これは母国の賃金水準から見るとかなりの高額で、借金として抱えると返済が大きな負担となります。

送り出し機関の選び方

見るべきポイント

チェックポイント 確認内容
認定状況 現地政府から認定されている機関か
規模と実績 送り出し機関の規模・実績・紹介可能な候補者数・教育担当者の経歴
教育内容 日本語・マナー・専門分野について適切な教育を行っているか
費用の適正さ 技能実習生や特定技能外国人が支払う費用が適正か
コミュニケーション 窓口担当者の日本語能力は十分か
安定供給能力 継続的に人材を供給できる体制があるか
日本国内拠点 (特に技能実習の場合)日本国内に駐在事務所・支社を持っているか

確認方法

  • 特定技能制度:送り出し機関または人材紹介会社に直接確認
  • 技能実習制度:監理団体経由で確認(監理団体自体の選定も重要)
  • 効率重視なら、送り出し機関をスクリーニング済みの人材紹介会社の活用も検討

主要国の特徴と注意点

ベトナム国籍の方の採用

  • 技能実習・特定技能とも政府認定の送り出し機関利用が義務付け
  • 新規受け入れの場合、送り出し機関がベトナム労働・傷病兵・社会問題省海外労働管理局(DOLAB)で手続きが必要
  • ノウハウ不足の場合は紹介会社の利用を推奨

フィリピン国籍の方の採用

  • MWO(旧POEA)認定の現地エージェント経由が必須(国内在住者も同様)
  • DMW公認のフィリピン現地人材会社との契約が必要
  • 駐日フィリピン大使館海外労働事務所(DMW)または在大阪フィリピン総領事館労働部門への書類提出
  • 受け入れ企業による英語面接が必要
  • レギュレーションが複雑なため、専門エージェントへの相談推奨

ミャンマー国籍の方の採用

  • ミャンマー政府認定の送り出し機関経由が必須
  • 求人票はミャンマー労働・入国管理・人口省(MOLIP)の承認が必要
  • 日本国内在住者は送り出し機関不要で採用可能
  • 申請手続きが複雑なため専門機関の活用を推奨

送り出し機関選定のまとめ

企業がとるべきアクション

  • 採用したい外国人材の出身国が二国間協定締結国かどうか確認
  • 該当国の送り出し機関利用要件を把握
  • 認定された送り出し機関かどうかのチェック
  • 送り出し機関の実績・教育内容・費用体系の確認
  • 技能実習制度利用時は監理団体の質も重視
  • 必要に応じて専門の人材紹介会社の活用を検討

悪質な送り出し機関を避けるために

  • 送り出し機関の透明性を重視(費用・教育内容・実績)
  • 監理団体や人材紹介会社からの情報収集
  • 可能であれば、すでに受け入れている企業からの評判確認
  • 日本国内に拠点があり、トラブル対応が早い機関を選定

結論

送り出し機関は外国人材の質と定着率を左右する重要な存在です。

悪質な送り出し機関による問題を避けるため、企業は送り出し機関について正しく理解し、適切な機関を選定することが求められます。
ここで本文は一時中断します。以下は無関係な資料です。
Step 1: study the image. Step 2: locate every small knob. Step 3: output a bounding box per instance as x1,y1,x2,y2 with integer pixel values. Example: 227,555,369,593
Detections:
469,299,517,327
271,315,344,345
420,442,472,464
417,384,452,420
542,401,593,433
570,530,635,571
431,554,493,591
特に高額な保証金や違約金などの不当な契約を結ばせていないか確認することが、外国人材が安心して働ける環境づくりにつながります。

採用する国によって手続きや要件が大きく異なるため、特に初めて外国人採用を行う企業は、専門知識を持つ監理団体や人材紹介会社の助けを借りることも検討すべきです。

外国人材と企業の双方が安心して働ける関係構築のためにも、送り出し機関選定は慎重に行いましょう。